Memphis has also just about completed it’s huge airport upgrade project. The new tower looks about done. The huge new on-site parking garage looks about finished. But the traffic – well there’s the rub. It seems that Delta (who bought out Northwest, which had a hub in Memphis) is nailing the city to the wall by cancelling direct flights and raising fares to such heights that the mayor and lots of local businessmen are pleading with Southwest and anyone else who will listen to come in and save them. Bright shiny new airport – not enough passengers to fill it. Bad recipe. Will a growing economy help it? We’ll see.
And my curious traffic indicator? I have an update there. Suddenly, traffic has returned along with congestion and tieups. Also, counts of 18-wheelers along a specific stretch of interstate at a specific time of day are up quite a bit.
What does it all mean?
I don’t know. With all the other complicating factors in this economy, it’s hard to divine.
I suspect that the fiscal cliff won’t be one – our politicians will kick that can down the road a bit.
I suspect that the European crisis will get kicked further along as well, with just enough “progress” to stave off a financial meltdown but not enough to keep us from being concerned. A banking union in the EU without a political union? Don’t think so. Britian must be patting itself on the back about now, while staying plenty worried.

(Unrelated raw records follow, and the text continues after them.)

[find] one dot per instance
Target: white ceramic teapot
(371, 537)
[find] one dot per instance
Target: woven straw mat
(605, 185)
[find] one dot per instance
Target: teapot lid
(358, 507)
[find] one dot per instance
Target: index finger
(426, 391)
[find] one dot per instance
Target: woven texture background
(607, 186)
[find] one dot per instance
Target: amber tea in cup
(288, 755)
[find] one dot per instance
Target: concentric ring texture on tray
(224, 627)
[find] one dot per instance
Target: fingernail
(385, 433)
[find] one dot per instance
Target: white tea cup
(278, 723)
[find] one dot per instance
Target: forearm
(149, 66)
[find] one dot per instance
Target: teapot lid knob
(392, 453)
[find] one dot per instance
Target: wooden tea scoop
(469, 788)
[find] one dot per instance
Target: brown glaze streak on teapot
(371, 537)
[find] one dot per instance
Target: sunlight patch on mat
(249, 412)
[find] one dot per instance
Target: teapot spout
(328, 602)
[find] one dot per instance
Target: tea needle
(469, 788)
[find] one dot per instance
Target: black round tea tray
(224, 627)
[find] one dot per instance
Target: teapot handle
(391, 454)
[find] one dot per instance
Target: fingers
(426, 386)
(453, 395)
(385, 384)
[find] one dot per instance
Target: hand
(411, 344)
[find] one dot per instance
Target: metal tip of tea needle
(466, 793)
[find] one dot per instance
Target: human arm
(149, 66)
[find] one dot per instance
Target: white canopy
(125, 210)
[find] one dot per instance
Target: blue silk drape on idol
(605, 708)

I also see this week that China seems to be improving, thanks to government stimulus. We’ll see where that leads and how long it lasts. But at least it’s not negative news right now and the markets will like that.
Speaking of the markets, we’re hovering at nearly a 20% correction and the doom-sayers are calling for it to fall to 2009 levels. That’s probably a great sign. 20% corrections are good things, generally, and pave the way for the market to move higher. If we can believe the latest government stats, and, I believe, we can, then the U.S. economy seems to be improving. So that’s good for the markets and the economy.
Will Obama’s reelection damp that improvement? I doubt it. But the burden of health care costs could impede business expansion. If taxes do go up much on businesses, that could lead to continued off-shore hiring where labor is cheap and health care expenses can be avoided. It could also lead to companies putting expansion dollars in offshore markets vs. the U.S. and that would hurt. It might also lead to companies “working” the system to avoid having to pay high taxes and high health care costs. None of these things are good, but they are the reactions that I suspect are most likely if business is punished.
Also beware the U.S. imposing ridiculous tax rates on the wealthy, a la France. That would be a disaster. But I don’t think it’ll happen. We know who controls Congress and the White House and they won’t let it.
So where does that leave us? Guardedly optimistic, as long as some great big shoe doesn’t drop somewhere. The market may drift downward another percentage point or three but I think it’s likely to end there. The fiscal cliff will fade for a while. Better economic numbers will previal. The market will rise.
But watch out for the second quarter of 2013!